Hi there! Happy Thursday to you! I can hardly believe that it is Thursday already. I apologize for disappearing yesterday. I didn’t get around to charging my camera and I didn’t really have much to talk about so I figured, I’d take the day off from blogging rather than just bore you with nothing to talk about. This week is really flying by! I can’t believe it’s already the end of the week. I’m very glad about that. I could use the weekend to relax and sleep in. I’ve been excessively tired lately and find it very difficult to get up in the morning. I guess it’s because it’s been relatively quiet in our house. I’m sure that will all change once the husband gets home upstairs tonight. He is gone during the week and his wife is quiet and respectful but once he gets home, that all changes! I’m praying for peace and quiet.
Anyway, last night for dinner, Mike and I decided to have chicken nuggets, some roasted veggies and french fries. I felt like a little kid!
My dinner plate
It was tasty! My stomach wasn’t feeling so hot which is why my plate looks rather empty. I was trying to be easy on it because I didn’t want to make it feel worse. I have found that I am alright on the plain Perdue chicken nuggets. If I try to have the whole grain ones, forget about it! It’s bad news.
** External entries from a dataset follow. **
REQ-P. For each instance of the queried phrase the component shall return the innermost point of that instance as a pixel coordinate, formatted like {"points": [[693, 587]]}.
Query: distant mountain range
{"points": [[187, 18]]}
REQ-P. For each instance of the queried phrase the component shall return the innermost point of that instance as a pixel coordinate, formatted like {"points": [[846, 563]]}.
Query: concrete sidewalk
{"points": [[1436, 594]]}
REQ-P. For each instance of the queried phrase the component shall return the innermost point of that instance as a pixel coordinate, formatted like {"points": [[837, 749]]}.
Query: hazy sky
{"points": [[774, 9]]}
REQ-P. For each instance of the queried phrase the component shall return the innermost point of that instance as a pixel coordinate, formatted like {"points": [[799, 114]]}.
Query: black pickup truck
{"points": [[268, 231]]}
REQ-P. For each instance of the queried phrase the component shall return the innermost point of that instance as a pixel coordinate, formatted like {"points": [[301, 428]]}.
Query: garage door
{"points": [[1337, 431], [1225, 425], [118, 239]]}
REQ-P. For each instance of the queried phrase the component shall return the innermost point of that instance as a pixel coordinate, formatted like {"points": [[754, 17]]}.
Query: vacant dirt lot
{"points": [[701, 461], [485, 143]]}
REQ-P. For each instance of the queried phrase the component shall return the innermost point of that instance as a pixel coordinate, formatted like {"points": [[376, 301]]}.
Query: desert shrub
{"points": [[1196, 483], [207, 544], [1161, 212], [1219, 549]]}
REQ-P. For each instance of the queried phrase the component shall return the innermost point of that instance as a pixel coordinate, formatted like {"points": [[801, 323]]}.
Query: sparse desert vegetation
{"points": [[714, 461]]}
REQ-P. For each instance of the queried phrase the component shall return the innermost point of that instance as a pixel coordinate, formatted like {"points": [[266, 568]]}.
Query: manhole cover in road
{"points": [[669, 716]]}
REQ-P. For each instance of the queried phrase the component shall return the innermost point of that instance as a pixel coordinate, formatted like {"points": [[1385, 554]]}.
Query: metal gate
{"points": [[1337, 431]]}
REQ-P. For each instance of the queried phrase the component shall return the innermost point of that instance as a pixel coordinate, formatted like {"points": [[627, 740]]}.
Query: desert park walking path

So I’m glad that I can at least tolerate the original ones. It makes for a quick and easy dinner especially when Mike is the one preparing it.
I wanted to talk about me approaching the age of 29. My birthday is literally around the corner. It’s on the 25th and it’s very scary to me about turning 29. It will be the last year in my 20′s for one thing. I also remember having an entire plan of things that I wanted to accomplish for myself by the age of 30. Since I’m getting kind of close, I was hoping that I would have most of these things accomplished by 29. It’s not looking that way right now. It’s hard for me to accept that.
I am VERY thankful for the things and people in my life that I do have. Please don’t take me talking about this as that at all. I am very thankful and grateful for what I do have. I feel like I focus a lot on the things that I don’t have. I am trying extremely hard for those things that I don’t have to happen. I’m hoping that they will happen in my 29th year.
I have big plans for 29 and I hope, wish and pray that they come true. I know that age is only a number and I shouldn’t live my life by that but I think everyone has certain goals for themselves to reach by a certain age. I know that in my 29th year, I want to be happy and successful career wise and make enough money. I want to have all of my stomach issues resolved. I want to buy a house. I want to have a dog and most importantly, I want to start our family. That is hugely important to me. I’m hoping once everything else settles down, we can focus on starting a family. That is my number one thing. I want to experience being a mom. That is super important.
I also want my family to be happy and healthy. Health and happiness are the most important things that I wish for my family. I truly believe in my 29th year that this will come true. I think if you work hard enough towards your dreams and goals that they will come true. I am working very hard towards mine and I’m trying to keep a positive outlook on things when times get tough. I know that I am a very strong person. I have been through and continue to go through so much in my life that I don’t share on the blog here. I am very strong and I can usually take anything that is thrown my way. I know that I can accomplish all I set my mind out to do if I work hard enough.
Do you have goals that you want to accomplish for yourself by a certain age? What is a goal that you would like to accomplish?
Alright, well have a lovely Thursday today! I’ll be back tomorrow with Fun Finds Friday!